Two plaques have been mounted on this building. Both have been stolen. The first, a bronze tablet ceremoniously unveiled in 1905 by Mary Van Buren Vanderpoel of the Women's Auxiliary to the American Scenic and Historic Preservation Society, vanished by 1913. A replacement sign erected in 1999 has also gone missing. Blockhouse No. 1, the oldest structure originally built within what became Central Park, seems determined to shed every attempt at official recognition -- which is fitting for a fort that was finished two days before the war it was built for ended.

Rushed Into Existence

In 1814, with the War of 1812 dragging on and rumors of a British invasion swirling through New York, volunteer citizens scrambled to fortify northern Manhattan.

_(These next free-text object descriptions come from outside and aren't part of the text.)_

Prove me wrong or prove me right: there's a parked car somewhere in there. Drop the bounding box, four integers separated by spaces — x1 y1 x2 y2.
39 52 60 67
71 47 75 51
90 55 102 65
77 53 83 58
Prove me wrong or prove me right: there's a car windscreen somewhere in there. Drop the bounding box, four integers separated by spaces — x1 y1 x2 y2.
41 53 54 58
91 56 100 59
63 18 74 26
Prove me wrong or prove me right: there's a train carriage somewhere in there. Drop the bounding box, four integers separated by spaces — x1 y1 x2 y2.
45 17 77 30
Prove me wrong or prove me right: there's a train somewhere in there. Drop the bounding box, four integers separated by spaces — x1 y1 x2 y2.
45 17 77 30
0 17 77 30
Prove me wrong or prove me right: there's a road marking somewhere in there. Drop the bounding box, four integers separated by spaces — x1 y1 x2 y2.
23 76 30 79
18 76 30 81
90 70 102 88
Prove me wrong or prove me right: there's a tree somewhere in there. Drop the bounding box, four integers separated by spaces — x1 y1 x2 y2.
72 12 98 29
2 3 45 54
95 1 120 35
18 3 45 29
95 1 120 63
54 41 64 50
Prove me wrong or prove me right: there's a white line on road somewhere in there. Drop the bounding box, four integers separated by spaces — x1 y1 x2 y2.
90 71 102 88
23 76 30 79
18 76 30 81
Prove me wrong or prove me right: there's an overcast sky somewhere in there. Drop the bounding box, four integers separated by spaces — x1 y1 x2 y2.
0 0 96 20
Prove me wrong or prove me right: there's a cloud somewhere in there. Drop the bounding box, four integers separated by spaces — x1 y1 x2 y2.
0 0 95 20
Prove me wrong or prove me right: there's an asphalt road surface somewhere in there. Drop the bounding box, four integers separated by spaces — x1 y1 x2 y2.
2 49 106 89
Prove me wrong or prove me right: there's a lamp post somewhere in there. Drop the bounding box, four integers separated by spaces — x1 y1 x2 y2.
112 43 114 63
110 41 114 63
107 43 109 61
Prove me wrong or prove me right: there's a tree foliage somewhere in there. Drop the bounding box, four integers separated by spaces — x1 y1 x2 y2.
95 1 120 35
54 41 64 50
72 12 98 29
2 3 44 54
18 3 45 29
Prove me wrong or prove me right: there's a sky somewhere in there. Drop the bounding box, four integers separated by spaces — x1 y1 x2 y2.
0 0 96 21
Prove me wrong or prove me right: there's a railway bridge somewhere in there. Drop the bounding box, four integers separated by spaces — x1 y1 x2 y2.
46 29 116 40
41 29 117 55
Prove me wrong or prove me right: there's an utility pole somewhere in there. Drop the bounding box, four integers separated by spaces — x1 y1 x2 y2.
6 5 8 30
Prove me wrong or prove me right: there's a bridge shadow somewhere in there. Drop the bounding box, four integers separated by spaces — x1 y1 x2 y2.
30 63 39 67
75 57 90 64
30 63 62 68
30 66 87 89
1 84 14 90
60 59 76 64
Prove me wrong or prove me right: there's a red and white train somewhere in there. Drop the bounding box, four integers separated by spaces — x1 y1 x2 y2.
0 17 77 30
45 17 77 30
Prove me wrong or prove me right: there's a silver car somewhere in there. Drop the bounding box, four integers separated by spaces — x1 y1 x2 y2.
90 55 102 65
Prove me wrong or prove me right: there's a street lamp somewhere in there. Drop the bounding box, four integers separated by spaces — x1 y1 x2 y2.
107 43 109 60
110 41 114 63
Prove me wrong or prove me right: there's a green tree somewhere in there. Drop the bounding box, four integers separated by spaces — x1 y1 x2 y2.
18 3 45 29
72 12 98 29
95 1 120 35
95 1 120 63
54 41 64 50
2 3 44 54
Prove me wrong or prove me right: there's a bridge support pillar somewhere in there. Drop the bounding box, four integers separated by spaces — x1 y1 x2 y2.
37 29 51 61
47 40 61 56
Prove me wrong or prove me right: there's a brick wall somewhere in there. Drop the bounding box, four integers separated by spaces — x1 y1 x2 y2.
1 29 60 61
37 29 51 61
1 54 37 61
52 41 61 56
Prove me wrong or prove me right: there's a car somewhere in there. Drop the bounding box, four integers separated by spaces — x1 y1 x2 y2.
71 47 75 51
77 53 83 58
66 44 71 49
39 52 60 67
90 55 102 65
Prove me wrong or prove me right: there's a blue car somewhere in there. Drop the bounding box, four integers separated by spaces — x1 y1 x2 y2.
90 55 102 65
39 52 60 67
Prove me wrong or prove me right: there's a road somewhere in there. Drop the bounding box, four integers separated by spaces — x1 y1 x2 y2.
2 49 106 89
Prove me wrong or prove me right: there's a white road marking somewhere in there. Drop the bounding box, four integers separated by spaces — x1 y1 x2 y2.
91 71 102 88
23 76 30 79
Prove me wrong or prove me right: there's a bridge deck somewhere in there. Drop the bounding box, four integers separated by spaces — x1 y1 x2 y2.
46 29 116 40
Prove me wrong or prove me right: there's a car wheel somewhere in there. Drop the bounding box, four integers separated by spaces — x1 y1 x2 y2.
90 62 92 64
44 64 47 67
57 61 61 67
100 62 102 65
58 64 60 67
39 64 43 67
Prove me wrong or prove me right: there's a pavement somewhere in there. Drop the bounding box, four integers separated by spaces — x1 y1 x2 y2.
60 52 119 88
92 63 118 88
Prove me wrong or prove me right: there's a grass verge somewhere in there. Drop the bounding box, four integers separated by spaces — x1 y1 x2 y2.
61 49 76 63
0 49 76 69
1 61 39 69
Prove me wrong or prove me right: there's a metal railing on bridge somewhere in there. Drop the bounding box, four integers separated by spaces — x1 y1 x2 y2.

Under the direction of General Joseph Gardner Swift, they hauled building materials up to a rocky overlook of Manhattan schist and assembled a two-story bunker with gunports and a sunken platform for a revolving cannon turret. The volunteers brought whatever they could find, which is why the walls are an uneven mix of red sandstone blocks and native schist. Construction finished on December 22, 1814, just two days before the Treaty of Ghent was signed in Belgium to end the war. The British invasion never came. Blockhouse No. 1 was part of a chain of fortifications stretching from the Hudson to the Harlem River, accompanied by Blockhouses No. 2, 3, and 4 in what is now Morningside Park. It is the only one that survives.

Deeper Foundations

Trial excavations performed in 1995 revealed that the blockhouse was built on foundations dating back far earlier than 1814. During the Revolutionary War in 1776, British and Hessian troops had sealed off lower Manhattan from colonial forces by controlling the passes through northern Manhattan with a series of fortifications. The foundations of Blockhouse No. 1 appear to date from this period of British occupation. So the War of 1812 structure sits atop a Revolutionary War base, layering one conflict's anxiety over another's. The fort went through several phases of construction: the original hasty military build, a later addition of two feet of stonework when it served as an ammunition storage building, and finally, at the turn of the twentieth century, the addition of a new entrance staircase and a tall flagpole. In 1905, it was recorded as standing 19 feet tall at the western wall with a base 34 feet square.

A Romantic Ruin by Design

When Frederick Law Olmsted and Calvert Vaux designed Central Park in the 1850s, they chose to treat Blockhouse No. 1 not as a preserved monument but as a picturesque ruin. They let vines crawl over its walls and planted Alpine shrubbery around it, folding the military structure into their vision of naturalistic landscape. The blockhouse stands in the North Woods at the northwest corner of the park, perched on a rocky outcrop that is still rugged, high, and difficult to reach. It overlooks Harlem Meer and the Lasker Rink to the east. At its wartime peak, nearly 2,000 New York state militiamen had garrisoned the fortifications in this area. By the time Olmsted and Vaux arrived, the fort was already a curiosity, its military purpose forgotten in a city expanding relentlessly northward.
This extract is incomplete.